The Canadian B Cells in MS team has published work identifying a subtype of B cell that was important in the progression of multiple sclerosis (MS). B cells are one of the major cell types of the adaptive immune system and are best known for their function producing antibodies. But recent work has suggested that just as different subtypes of T cells have been identified, there are different kinds of B cells. In their experiments, the authors identified one such subtype that activated pro-inflammatory myeloid responses and was more frequent in MS patients than in healthy controls. When B cells were depleted and allowed to reconstitute themselves in MS patients, the proportion of pro-inflammatory cells was less after depletion. "These data implicate a pro-inflammatory B cell/myeloid cell axis in disease and underscore the rationale for selective targeting of distinct B cell populations in MS and other human autoimmune diseases," the authors wrote. Their work appeared in the Oct. 21, 2015, issue of Science Translational Medicine.
. . . And dietary fatty acids
A group from the German Ruhr-University Bochum and University of Erlangen has identified a direct effect of dietary fatty acids on the progression of experimental autoimmune encephalitis, an animal model of multiple sclerosis.
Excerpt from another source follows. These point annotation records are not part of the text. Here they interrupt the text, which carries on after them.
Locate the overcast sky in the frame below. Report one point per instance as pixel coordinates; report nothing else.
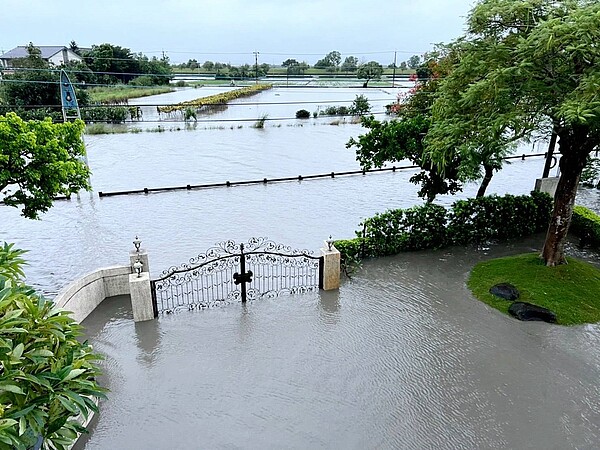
(230, 30)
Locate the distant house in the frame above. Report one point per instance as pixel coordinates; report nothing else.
(55, 54)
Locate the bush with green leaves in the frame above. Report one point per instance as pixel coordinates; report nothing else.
(430, 226)
(360, 106)
(397, 230)
(47, 376)
(586, 224)
(493, 217)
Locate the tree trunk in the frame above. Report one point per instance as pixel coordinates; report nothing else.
(574, 152)
(549, 155)
(489, 173)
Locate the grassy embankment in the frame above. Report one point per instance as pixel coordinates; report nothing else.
(282, 71)
(570, 290)
(217, 99)
(119, 94)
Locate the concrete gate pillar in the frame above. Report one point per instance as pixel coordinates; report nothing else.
(331, 267)
(139, 284)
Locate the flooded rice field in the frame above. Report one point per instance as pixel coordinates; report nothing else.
(82, 234)
(400, 357)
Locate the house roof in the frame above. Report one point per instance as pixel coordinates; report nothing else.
(21, 51)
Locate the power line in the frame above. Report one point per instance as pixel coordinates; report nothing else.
(103, 105)
(189, 122)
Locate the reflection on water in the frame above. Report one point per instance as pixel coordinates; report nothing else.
(400, 357)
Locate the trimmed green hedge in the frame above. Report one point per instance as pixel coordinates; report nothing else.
(472, 221)
(586, 225)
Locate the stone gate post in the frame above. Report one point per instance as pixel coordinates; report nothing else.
(331, 266)
(139, 284)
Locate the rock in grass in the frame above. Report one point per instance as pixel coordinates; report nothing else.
(527, 311)
(505, 290)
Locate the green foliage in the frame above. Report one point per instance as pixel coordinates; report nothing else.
(350, 64)
(335, 111)
(47, 381)
(586, 225)
(121, 93)
(189, 113)
(217, 99)
(591, 172)
(498, 218)
(40, 161)
(523, 68)
(370, 71)
(331, 61)
(414, 61)
(360, 106)
(570, 290)
(472, 221)
(394, 231)
(302, 114)
(106, 114)
(119, 64)
(400, 140)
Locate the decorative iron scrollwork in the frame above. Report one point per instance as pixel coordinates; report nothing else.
(208, 279)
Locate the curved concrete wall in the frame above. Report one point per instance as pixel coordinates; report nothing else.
(84, 294)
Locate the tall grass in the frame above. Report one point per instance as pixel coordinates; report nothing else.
(120, 94)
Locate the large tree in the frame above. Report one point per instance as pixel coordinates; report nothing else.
(526, 67)
(350, 64)
(331, 61)
(370, 71)
(40, 161)
(403, 138)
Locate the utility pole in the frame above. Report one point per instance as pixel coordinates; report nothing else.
(256, 67)
(394, 75)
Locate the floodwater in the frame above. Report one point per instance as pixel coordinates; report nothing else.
(402, 357)
(80, 235)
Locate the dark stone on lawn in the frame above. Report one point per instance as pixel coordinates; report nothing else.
(527, 311)
(505, 290)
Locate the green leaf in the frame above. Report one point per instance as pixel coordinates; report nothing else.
(11, 388)
(74, 373)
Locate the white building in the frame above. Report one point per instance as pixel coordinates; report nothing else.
(54, 54)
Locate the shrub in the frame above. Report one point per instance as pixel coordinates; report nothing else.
(478, 220)
(393, 231)
(47, 381)
(586, 225)
(471, 221)
(302, 114)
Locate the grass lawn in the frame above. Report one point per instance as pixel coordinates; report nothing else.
(572, 290)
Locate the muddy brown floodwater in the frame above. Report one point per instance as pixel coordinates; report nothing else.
(402, 357)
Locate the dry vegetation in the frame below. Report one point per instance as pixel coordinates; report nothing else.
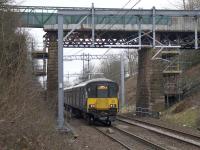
(25, 120)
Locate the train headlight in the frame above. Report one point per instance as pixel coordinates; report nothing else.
(92, 106)
(113, 105)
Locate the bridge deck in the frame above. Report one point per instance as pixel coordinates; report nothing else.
(119, 19)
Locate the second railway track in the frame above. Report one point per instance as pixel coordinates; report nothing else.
(172, 133)
(130, 140)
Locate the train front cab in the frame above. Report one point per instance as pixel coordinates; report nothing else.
(102, 102)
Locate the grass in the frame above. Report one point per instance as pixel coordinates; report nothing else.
(188, 117)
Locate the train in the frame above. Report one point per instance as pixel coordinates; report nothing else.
(95, 100)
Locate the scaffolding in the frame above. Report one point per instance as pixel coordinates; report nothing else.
(40, 68)
(172, 76)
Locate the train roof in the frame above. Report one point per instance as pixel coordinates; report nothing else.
(87, 82)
The gut microbiome is increasingly being recognized as important for immune system development, and the authors showed that the type of fatty acids consumed affected the type of T cell that predominated in the animals. Specifically, dietary short-chain fatty acids promoted the development of regulatory T cells, while long-chain fatty acids led to higher levels of pathogenic T cells. "These data demonstrate a direct dietary impact on intestinal-specific, and subsequently central nervous system-specific, [T] cell responses in autoimmunity, and thus might have therapeutic implications for autoimmune diseases such as multiple sclerosis," the authors concluded. They published their results in the Oct. 22, 2015, online issue of Immunity.
Cancer drug for Parkinson's disease?
Researchers from Georgetown University Medical Center reported that the chronic myelogenous leukemia drug Tasigna (nilotinib, Novartis AG) improved symptoms of Parkinson's disease (PD). In the phase I trial of 12 patients, researchers observed "meaningful clinical improvement" of both motor and nonmotor symptoms in 10 patients. There was also a significant reduction in several PD biomarkers. Nilotinib is a tyrosine kinase inhibitor, but part of its activity stems from its activation of autophagy, a cellular disposal process that apparently reduced the levels of toxic protein aggregates that are a key feature of neurodegenerative disease. The authors plan additional clinical studies of the drug in patients with Parkinson's disease and Lewy body dementia, which has similar symptoms to Parkinson's but also some features of Alzheimer's disease.